Guilbault ou le pragmatisme dogmatique de la CAQ

Antoine Robitaille
Le 9 mai 2018, François Legault avait signé un engagement, avec tous les autres partis existants – excluant le PLQ –, de modifier le mode de scrutin.
Dans son programme électoral, la CAQ promettait d'adopter « une nouvelle loi électorale pour passer du mode de scrutin majoritaire au mode de scrutin proportionnel mixte. Chaque vote doit compter ».

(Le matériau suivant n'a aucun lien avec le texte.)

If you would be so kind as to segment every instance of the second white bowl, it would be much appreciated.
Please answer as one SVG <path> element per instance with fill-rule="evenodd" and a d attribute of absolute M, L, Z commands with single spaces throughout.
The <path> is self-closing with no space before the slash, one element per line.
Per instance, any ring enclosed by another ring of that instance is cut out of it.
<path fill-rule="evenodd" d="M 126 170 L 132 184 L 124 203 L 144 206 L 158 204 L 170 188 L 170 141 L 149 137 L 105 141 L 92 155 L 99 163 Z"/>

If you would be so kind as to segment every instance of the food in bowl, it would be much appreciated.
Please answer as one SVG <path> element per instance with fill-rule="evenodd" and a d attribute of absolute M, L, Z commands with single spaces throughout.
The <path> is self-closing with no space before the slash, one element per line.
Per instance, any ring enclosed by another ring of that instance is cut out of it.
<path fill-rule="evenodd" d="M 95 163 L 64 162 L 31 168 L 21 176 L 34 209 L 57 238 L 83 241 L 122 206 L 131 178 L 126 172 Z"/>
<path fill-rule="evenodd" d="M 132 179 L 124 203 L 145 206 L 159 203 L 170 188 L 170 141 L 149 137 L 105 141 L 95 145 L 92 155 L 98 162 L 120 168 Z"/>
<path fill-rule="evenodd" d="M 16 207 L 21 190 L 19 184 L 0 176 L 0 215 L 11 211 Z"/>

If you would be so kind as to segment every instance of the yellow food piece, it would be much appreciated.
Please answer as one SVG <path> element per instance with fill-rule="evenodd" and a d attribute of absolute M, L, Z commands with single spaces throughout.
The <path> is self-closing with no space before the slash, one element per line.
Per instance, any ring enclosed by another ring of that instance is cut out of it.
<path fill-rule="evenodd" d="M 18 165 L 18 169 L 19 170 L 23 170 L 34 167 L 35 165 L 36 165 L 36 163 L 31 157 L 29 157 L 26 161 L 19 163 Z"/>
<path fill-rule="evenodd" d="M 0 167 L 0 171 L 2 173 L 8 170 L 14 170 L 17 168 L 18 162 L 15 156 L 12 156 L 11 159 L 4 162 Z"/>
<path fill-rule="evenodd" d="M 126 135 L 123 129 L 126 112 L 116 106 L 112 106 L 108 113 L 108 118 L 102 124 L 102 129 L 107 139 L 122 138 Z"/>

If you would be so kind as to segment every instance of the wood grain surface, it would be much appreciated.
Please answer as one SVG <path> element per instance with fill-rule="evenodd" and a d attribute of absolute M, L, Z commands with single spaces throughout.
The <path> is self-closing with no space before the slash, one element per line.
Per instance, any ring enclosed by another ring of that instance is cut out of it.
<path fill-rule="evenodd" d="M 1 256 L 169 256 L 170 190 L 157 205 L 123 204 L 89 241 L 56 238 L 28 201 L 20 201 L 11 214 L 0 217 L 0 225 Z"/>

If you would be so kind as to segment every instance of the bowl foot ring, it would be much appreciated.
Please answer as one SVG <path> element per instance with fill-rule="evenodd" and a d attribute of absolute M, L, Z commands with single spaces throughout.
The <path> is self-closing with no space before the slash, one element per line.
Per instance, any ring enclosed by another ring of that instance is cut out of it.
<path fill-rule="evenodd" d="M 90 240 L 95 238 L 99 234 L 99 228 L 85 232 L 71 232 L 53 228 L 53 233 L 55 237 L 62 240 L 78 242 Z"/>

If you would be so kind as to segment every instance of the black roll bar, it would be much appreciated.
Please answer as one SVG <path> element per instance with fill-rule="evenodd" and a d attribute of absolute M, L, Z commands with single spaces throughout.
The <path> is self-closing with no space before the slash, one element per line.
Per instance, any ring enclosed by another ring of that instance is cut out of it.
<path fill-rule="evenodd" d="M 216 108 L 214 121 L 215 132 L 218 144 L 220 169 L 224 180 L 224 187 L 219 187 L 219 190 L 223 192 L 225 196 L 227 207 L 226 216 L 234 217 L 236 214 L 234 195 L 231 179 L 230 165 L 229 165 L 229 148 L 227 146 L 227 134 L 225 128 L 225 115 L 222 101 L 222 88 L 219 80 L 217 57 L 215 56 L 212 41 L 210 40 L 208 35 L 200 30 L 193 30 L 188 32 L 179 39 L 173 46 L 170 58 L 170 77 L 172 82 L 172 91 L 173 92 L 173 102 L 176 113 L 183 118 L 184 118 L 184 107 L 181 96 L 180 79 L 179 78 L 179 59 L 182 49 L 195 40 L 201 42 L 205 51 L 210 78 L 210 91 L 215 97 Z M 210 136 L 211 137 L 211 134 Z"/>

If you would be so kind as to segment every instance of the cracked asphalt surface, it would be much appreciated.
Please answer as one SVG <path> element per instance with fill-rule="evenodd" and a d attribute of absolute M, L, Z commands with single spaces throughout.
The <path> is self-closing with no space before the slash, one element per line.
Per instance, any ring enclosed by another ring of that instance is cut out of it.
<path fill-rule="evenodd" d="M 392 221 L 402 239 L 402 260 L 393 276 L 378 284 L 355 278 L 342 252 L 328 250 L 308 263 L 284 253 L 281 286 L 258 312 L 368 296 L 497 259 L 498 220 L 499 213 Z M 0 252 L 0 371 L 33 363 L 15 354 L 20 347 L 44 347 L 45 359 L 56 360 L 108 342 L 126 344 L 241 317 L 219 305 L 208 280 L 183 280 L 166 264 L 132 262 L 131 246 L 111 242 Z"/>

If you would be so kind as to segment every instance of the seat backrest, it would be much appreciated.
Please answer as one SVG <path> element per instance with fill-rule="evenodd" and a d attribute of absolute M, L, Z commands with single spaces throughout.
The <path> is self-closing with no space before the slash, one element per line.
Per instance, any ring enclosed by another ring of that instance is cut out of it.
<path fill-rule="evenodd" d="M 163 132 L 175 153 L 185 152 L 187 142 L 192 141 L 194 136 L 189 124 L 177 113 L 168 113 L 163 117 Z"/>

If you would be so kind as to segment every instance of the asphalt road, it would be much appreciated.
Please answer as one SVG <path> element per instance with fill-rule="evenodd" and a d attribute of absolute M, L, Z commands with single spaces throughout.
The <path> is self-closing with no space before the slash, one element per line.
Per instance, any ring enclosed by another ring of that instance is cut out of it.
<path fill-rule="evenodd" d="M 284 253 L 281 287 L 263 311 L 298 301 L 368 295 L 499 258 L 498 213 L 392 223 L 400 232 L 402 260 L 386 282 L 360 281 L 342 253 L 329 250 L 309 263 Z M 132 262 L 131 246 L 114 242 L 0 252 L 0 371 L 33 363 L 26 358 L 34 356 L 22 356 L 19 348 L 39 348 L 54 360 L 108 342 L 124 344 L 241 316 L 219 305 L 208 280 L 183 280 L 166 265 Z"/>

Une fois au pouvoir, la CAQ a pendant des mois travaillé à définir une formule. Elle a finalement accouché du projet de loi 39, qui proposait une proportionnelle très modérée, avec compensation régionale, entre autres. Le PL39 sera finalement abandonné en décembre 2021. Prétexte : la pandémie...

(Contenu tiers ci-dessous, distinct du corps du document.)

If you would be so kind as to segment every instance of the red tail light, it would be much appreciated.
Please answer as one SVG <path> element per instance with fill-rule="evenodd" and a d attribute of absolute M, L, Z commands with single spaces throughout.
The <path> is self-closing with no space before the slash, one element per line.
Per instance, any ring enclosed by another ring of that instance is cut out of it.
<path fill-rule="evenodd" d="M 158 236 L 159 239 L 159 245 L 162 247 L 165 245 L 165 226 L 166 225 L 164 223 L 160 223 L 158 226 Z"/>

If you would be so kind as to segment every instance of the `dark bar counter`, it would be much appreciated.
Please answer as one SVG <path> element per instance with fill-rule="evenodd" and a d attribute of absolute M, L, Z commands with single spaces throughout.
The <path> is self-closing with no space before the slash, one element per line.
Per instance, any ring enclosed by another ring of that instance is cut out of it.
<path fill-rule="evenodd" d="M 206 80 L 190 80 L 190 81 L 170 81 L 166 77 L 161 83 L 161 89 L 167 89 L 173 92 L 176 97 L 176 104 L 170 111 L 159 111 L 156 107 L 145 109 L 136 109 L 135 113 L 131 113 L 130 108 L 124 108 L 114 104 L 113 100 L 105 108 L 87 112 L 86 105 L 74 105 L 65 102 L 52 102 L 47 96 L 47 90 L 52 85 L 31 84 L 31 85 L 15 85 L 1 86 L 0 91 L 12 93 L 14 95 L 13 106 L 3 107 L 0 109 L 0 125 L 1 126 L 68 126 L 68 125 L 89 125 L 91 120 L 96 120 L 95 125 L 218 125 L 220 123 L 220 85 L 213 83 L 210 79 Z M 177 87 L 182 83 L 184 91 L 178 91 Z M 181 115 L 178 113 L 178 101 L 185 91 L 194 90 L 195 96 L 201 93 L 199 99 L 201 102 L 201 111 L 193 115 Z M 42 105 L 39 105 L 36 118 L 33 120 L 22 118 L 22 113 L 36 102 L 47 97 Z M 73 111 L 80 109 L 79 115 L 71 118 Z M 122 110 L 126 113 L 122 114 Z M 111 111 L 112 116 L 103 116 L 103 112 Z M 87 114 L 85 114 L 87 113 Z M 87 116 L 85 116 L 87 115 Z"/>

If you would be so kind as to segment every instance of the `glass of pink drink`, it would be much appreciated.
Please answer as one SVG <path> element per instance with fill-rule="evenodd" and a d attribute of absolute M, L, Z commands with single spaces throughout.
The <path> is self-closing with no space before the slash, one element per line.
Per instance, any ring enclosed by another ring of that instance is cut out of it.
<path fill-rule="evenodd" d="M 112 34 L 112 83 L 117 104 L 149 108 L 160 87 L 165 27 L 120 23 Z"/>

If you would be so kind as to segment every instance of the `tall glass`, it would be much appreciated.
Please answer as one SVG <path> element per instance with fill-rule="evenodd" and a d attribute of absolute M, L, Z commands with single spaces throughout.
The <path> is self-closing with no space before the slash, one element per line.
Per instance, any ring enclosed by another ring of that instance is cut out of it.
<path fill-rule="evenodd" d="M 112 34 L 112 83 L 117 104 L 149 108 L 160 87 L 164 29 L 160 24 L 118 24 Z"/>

- Écoutez Là-haut sur la colline avec Antoin Robitaille tous les jours en semaine dès 17h45 via QUB radio :
« Vrais problèmes »
Vendredi, lors d'une interpellation sur les « promesses brisées de la CAQ », Geneviève Guilbault, exaspérée, a lancé : « Les gens ne nous appellent pas au bureau de comté pour nous parler du mode de scrutin ! » Mais plutôt, disait-elle, pour dénoncer le manque de places en garderie, de médecins de famille; l'état des écoles; la circulation dense; l'inflation à l'épicerie.
L'extrait web a suscité des commentaires railleurs sur la nomenclature de problèmes quotidiens que la vice-première ministre se trouvait à faire. Comme si elle ne s'était pas rendu compte qu'elle dressait une liste de « vrais problèmes » du « vrai monde » que la CAQ, après 5 ans au pouvoir, avait échoué à régler.

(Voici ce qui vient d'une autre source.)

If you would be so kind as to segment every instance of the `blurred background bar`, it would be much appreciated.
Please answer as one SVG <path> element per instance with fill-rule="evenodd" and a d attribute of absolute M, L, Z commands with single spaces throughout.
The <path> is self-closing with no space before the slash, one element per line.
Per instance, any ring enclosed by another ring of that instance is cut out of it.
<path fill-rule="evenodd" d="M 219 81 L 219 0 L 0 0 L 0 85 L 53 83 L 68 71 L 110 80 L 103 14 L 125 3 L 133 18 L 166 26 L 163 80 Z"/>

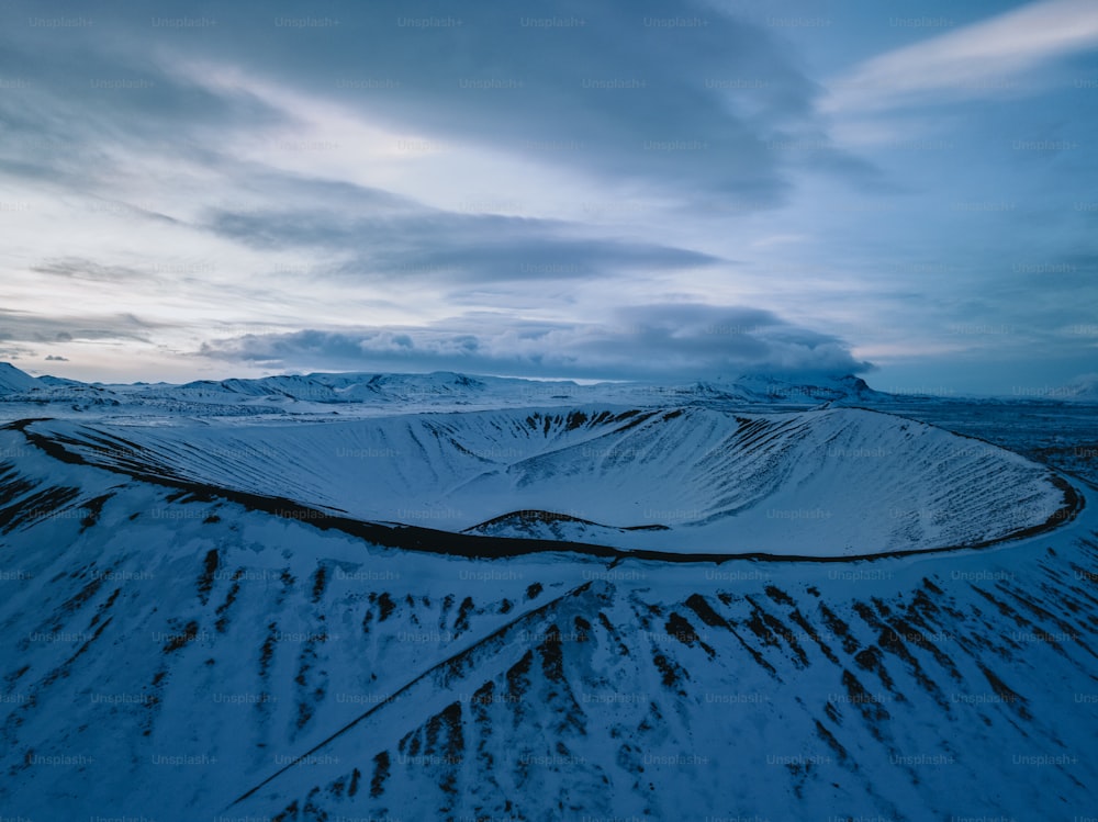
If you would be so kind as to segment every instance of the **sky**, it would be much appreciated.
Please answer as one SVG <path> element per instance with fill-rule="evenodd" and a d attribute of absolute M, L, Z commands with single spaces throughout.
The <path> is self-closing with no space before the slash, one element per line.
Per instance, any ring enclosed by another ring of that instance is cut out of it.
<path fill-rule="evenodd" d="M 0 0 L 0 360 L 1034 395 L 1096 147 L 1094 0 Z"/>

Pas certain que c'est le bilan de 5 ans de gouvernement caquiste que le premier ministre voudrait entendre. Merci Mme @GGuilbaultCAQ pour cette transparence. pic.twitter.com/zxG0rFYKBf
— Bruno Guglielminetti | Mon Carnet (@Guglielminetti) September 29, 2023
Populisme
Il y a autre chose dans cette tirade, selon moi. Cette idée (fausse) que le problème, reconnu en 2018 formellement par la CAQ, de distorsions électorales sévères, causées par le mode de scrutin, n'était finalement pas si grave.
À preuve, les gens « n'appellent pas au bureau de comté » pour ça. L'argument relève selon moi d'un populisme de bas étage. Si nos élus devaient se borner à ne traiter que les questions pour lesquelles les gens « se battent dans les autobus », leur champ d'action serait étroit.
Deux exemples pour illustrer ceci : les citoyens appellent-ils dans les bureaux de comté pour réclamer une Agence de la Santé (projet de loi 15) ? Ou pour réclamer que les notaires puissent accéder à la magistrature (projet de loi 8) ?
Comtés menacés
Notons toutefois qu'ils téléphonent au bureau de député lorsque leur comté risque d'être fusionné avec un autre, comme ce qui est proposé par le Directeur général des Élections pour la Gaspésie. Et les élus, comme Maïté Blanchette Vézina, écrivent des lettres rageuses au DGEQ.
Or, en abandonnant sa promesse de modifier le mode de scrutin, la CAQ a aussi laissé tomber un mécanisme, la compensation régionale, qui, modulé, aurait pu servir à améliorer la représentativité des électeurs. En commission parlementaire, on aurait pu en profiter pour améliorer nos institutions. Faut-il ajouter des députés ? Ou consacrer, dans la loi, le principe que les comtés ne doivent pas dépasser une certaine taille ? Un vrai débat aurait même pu ramener l'idée de la création d'une deuxième chambre axée sur la représentation régionale.
Mais la CAQ cherche toujours à ignorer les problèmes de nos institutions (mode de scrutin, fédéralisme, etc.), à les traiter comme insignifiants. C'est le résultat de son prétendu « pragmatisme » qui, en définitive, a quelque chose de dogmatique.